十三,初始化参数,实例化Transformer

"""
# 1. initializes model.
# 2. define loss, optimizer, learning_rate schedule
# 3. train_step
# 4. train process
"""

num_layers = 4
d_model = 128
dff = 512
num_heads = 8

input_vocab_size = pt_tokenizer.vocab_size + 2
target_vocab_size = en_tokenizer.vocab_size + 2

dropout_rate = 0.1

transformer = Transformer(num_layers,
                          input_vocab_size,
                          target_vocab_size,
                          max_length,
                          d_model, num_heads, dff, dropout_rate)

十四,自定义学习率和优化器

1,学习率计算公式

lrate = (d_model ** -0.5) * min(step_num ** (-0.5),
                                step_num * warm_up_steps **(-1.5))

2,自定义学习率

class CustomizedSchedule(
    keras.optimizers.schedules.LearningRateSchedule):
    def __init__(self, d_model, warmup_steps = 4000):
        super(CustomizedSchedule, self).__init__()
        
        self.d_model = tf.cast(d_model, tf.float32)
        self.warmup_steps = warmup_steps
    
    def __call__(self, step):
        arg1 = tf.math.rsqrt(step)
        arg2 = step * (self.warmup_steps ** (-1.5))
        
        arg3 = tf.math.rsqrt(self.d_model)
        
        return arg3 * tf.math.minimum(arg1, arg2)

3,测试

learning_rate = CustomizedSchedule(d_model)
optimizer = keras.optimizers.Adam(learning_rate,
                                  beta_1 = 0.9,
                                  beta_2 = 0.98,
                                  epsilon = 1e-9)

4,打印自定义学习率曲线

temp_learning_rate_schedule = CustomizedSchedule(d_model)

plt.plot(
    temp_learning_rate_schedule(
        tf.range(40000, dtype=tf.float32)))
plt.ylabel("Leraning rate")
plt.xlabel("Train step")

十五,自定义损失函数

loss_object = keras.losses.SparseCategoricalCrossentropy(
    from_logits = True, reduction = 'none')

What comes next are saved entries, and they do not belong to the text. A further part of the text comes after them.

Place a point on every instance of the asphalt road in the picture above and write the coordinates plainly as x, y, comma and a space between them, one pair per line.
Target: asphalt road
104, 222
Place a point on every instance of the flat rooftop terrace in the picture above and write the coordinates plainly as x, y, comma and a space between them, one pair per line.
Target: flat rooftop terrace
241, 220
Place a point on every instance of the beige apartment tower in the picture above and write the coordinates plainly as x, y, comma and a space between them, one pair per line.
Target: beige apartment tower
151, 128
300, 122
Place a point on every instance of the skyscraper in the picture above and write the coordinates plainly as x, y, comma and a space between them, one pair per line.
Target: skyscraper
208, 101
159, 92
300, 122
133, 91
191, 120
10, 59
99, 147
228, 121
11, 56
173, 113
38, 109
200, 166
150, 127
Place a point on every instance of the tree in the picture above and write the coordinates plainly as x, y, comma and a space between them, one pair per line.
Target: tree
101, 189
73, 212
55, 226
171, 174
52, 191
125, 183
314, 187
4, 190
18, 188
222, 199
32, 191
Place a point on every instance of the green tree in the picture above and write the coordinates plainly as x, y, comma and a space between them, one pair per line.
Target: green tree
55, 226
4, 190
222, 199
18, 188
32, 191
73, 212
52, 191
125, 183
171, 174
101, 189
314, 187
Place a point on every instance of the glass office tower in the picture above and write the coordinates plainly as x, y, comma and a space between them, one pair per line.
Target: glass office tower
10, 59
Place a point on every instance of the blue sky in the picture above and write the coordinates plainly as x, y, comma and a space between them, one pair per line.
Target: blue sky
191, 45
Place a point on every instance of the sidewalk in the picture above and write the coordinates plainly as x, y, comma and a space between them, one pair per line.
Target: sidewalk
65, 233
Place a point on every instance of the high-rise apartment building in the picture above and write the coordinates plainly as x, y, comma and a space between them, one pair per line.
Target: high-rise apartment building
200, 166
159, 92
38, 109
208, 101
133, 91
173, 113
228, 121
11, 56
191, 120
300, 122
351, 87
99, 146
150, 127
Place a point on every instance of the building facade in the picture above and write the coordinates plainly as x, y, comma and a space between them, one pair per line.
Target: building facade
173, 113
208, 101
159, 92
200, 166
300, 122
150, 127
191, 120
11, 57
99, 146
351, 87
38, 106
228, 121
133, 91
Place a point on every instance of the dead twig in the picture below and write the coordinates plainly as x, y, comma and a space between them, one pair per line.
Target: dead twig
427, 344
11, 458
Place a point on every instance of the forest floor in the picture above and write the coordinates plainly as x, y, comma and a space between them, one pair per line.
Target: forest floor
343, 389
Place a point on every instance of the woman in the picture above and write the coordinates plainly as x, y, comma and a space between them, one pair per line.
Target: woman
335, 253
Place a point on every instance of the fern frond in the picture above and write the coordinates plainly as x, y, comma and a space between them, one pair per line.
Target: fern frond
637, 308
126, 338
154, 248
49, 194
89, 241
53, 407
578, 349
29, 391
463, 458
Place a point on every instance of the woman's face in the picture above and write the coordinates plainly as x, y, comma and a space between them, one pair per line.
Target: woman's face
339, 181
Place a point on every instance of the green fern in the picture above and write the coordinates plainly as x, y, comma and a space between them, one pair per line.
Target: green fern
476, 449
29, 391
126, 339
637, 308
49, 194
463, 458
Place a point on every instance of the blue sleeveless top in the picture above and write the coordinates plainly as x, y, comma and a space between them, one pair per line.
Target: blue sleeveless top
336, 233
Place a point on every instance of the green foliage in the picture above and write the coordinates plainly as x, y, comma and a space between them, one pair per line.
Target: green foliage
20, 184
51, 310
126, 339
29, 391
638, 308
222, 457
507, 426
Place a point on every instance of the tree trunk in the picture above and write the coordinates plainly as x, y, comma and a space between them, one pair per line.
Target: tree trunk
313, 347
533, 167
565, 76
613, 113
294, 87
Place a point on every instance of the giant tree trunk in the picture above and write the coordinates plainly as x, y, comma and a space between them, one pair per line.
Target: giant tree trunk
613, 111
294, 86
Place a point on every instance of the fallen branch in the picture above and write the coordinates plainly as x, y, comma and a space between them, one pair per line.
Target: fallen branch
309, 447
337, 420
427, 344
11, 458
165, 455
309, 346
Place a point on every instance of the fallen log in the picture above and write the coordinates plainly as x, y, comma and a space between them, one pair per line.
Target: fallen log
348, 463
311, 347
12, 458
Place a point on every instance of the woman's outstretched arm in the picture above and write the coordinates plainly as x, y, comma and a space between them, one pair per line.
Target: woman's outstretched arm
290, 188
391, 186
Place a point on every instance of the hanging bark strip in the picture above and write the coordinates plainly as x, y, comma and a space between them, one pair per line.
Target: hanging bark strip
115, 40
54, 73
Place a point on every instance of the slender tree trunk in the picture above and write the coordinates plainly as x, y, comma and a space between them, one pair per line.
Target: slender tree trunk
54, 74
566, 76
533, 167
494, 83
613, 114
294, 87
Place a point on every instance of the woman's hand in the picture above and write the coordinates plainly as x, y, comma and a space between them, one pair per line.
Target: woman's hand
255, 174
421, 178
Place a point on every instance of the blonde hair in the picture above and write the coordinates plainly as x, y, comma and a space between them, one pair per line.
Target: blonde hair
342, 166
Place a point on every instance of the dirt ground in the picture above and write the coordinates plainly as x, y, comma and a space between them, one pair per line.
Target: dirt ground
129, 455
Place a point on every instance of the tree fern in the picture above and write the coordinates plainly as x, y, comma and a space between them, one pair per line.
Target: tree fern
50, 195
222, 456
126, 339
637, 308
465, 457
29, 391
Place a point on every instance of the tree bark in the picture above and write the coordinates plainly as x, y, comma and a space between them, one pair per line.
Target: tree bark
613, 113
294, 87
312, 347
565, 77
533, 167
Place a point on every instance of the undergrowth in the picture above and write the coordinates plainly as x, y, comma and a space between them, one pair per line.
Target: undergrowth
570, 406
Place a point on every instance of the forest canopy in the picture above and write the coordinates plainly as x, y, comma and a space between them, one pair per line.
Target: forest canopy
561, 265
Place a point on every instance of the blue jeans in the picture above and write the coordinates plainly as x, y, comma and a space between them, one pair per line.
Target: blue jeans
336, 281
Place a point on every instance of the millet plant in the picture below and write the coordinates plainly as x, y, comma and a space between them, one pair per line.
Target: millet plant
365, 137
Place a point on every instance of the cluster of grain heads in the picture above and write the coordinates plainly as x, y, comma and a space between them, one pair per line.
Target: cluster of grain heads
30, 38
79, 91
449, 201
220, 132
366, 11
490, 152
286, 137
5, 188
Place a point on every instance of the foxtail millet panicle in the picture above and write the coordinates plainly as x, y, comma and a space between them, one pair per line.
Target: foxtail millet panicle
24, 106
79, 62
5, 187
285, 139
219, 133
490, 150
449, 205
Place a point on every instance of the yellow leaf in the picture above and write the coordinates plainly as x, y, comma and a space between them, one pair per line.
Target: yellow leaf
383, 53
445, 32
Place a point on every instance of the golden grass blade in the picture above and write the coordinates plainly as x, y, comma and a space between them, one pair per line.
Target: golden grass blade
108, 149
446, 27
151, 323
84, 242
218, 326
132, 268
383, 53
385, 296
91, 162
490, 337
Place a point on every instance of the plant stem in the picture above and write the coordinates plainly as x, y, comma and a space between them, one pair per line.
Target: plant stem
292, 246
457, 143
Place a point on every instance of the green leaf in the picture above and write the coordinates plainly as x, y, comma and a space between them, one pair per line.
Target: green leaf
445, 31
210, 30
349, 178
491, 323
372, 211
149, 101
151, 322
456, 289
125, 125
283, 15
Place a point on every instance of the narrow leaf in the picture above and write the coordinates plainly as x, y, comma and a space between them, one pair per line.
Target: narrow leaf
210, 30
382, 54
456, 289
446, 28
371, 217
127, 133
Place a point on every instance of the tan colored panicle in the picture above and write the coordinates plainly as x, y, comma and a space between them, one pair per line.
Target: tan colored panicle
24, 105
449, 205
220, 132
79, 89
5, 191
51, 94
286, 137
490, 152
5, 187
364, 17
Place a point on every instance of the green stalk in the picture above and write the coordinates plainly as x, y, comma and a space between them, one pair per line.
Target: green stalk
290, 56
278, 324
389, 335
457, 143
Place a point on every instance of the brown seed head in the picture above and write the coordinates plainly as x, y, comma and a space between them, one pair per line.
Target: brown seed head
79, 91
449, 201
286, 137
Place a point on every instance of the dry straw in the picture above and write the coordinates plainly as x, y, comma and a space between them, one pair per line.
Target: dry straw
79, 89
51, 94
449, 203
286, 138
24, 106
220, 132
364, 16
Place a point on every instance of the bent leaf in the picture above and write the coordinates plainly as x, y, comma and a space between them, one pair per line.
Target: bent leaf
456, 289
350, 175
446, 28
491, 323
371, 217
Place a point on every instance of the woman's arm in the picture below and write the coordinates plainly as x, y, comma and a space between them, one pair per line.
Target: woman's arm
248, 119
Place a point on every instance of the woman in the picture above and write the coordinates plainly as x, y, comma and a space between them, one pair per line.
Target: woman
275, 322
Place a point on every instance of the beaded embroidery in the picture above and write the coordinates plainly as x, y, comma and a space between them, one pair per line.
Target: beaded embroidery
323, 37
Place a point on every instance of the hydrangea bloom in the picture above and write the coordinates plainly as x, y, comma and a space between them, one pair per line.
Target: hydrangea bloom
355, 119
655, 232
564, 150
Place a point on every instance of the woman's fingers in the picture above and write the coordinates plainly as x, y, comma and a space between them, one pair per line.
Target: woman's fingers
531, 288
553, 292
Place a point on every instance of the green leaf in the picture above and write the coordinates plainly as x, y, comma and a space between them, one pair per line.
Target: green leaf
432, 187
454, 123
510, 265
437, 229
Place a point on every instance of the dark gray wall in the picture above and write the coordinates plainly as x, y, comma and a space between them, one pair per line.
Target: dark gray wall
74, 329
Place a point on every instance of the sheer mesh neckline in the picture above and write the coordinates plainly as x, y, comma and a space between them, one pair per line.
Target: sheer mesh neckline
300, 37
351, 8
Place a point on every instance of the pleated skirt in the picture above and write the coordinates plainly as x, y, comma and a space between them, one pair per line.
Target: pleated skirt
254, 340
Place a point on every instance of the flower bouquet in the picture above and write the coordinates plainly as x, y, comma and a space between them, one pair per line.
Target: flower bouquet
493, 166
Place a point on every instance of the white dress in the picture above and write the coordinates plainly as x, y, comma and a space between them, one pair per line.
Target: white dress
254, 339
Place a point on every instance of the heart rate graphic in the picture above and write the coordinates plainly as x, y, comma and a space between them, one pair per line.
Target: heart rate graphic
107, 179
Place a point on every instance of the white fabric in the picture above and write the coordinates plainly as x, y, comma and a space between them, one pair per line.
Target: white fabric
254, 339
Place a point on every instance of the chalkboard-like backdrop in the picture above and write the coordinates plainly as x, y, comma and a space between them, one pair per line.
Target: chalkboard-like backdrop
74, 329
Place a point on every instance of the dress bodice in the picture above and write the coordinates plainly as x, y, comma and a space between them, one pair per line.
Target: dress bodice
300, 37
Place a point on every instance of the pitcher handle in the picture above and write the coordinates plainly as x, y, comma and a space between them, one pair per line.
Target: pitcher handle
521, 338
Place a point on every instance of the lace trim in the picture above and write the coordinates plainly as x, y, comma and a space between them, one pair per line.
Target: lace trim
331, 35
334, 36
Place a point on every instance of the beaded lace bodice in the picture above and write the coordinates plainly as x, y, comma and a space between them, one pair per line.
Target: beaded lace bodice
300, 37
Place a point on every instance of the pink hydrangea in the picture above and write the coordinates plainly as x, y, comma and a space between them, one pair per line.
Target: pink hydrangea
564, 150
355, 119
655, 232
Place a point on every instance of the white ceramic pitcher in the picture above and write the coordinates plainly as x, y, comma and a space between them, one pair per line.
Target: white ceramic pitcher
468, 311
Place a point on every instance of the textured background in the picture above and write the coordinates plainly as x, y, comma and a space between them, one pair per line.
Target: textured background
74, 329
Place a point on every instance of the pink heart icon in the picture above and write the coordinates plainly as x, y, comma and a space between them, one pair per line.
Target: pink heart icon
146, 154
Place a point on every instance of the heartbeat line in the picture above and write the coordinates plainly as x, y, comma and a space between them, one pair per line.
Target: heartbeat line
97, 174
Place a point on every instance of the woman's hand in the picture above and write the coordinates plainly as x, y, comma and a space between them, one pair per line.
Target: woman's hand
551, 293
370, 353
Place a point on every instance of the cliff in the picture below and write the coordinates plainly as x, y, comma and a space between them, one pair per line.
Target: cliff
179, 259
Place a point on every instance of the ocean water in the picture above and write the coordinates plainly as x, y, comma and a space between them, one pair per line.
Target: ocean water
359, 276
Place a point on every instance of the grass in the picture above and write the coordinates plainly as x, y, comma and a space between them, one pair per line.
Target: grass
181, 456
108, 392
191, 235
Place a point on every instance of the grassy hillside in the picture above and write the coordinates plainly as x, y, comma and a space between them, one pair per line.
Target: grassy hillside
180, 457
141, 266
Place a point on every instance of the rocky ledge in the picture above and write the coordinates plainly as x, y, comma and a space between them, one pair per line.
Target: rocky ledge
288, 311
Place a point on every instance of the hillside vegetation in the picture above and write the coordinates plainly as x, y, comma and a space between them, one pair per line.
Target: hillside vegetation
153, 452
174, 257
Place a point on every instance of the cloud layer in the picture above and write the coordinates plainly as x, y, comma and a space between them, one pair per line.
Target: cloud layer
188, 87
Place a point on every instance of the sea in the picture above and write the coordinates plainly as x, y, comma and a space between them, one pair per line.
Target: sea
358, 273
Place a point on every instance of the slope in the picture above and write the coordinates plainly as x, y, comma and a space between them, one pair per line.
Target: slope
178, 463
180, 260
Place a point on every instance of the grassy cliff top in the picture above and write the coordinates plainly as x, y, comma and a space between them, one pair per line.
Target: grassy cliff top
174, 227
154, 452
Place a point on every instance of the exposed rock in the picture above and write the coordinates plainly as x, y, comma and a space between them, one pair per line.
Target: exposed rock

def loss_function(real, pred):
    mask = tf.math.logical_not(tf.math.equal(real, 0))
    loss_ = loss_object(real, pred)
    
    mask = tf.cast(mask, dtype=loss_.dtype)
    loss_ *= mask
    
    return tf.reduce_mean(loss_)

十六,Mask的创建与使用

1,Mask的创建

def create_masks(inp, tar):
    """
    Encoder:
      - encoder_padding_mask (self attention of EncoderLayer)
    Decoder:
      - look_ahead_mask (self attention of DecoderLayer)
      - encoder_decoder_padding_mask (encoder-decoder attention of DecoderLayer)
      - decoder_padding_mask (self attention of DecoderLayer)
    """
    encoder_padding_mask = create_padding_mask(inp)
    encoder_decoder_padding_mask = create_padding_mask(inp)
    
    look_ahead_mask = create_look_ahead_mask(tf.shape(tar)[1])
    decoder_padding_mask = create_padding_mask(tar)
    decoder_mask = tf.maximum(decoder_padding_mask,
                              look_ahead_mask)
    
    return encoder_padding_mask, decoder_mask, encoder_decoder_padding_mask

2,测试

temp_inp, temp_tar = iter(train_dataset.take(1)).next()
print(temp_inp.shape)
print(temp_tar.shape)
create_masks(temp_inp, temp_tar)

十七,定义训练模型

1,定义单个训练step

train_loss = keras.metrics.Mean(name = 'train_loss')
train_accuracy = keras.metrics.SparseCategoricalAccuracy(
    name = 'train_accuracy')

@tf.function
def train_step(inp, tar):
    tar_inp  = tar[:, :-1]
    tar_real = tar[:, 1:]
    
    encoder_padding_mask, decoder_mask, encoder_decoder_padding_mask \
    = create_masks(inp, tar_inp)
    
    with tf.GradientTape() as tape:
        predictions, _ = transformer(inp, tar_inp, True,
                                     encoder_padding_mask,
                                     decoder_mask,
                                     encoder_decoder_padding_mask)
        loss = loss_function(tar_real, predictions)
    
    gradients = tape.gradient(loss, transformer.trainable_variables)
    optimizer.apply_gradients(
        zip(gradients, transformer.trainable_variables))
    train_loss(loss)
    train_accuracy(tar_real, predictions)

2,定义训练模型

EPOCHS = 20
def train_model(EPOCHS):
    
    for epoch in range(EPOCHS):
        try:
            start = time.time()
            train_loss.reset_states()
            train_accuracy.reset_states()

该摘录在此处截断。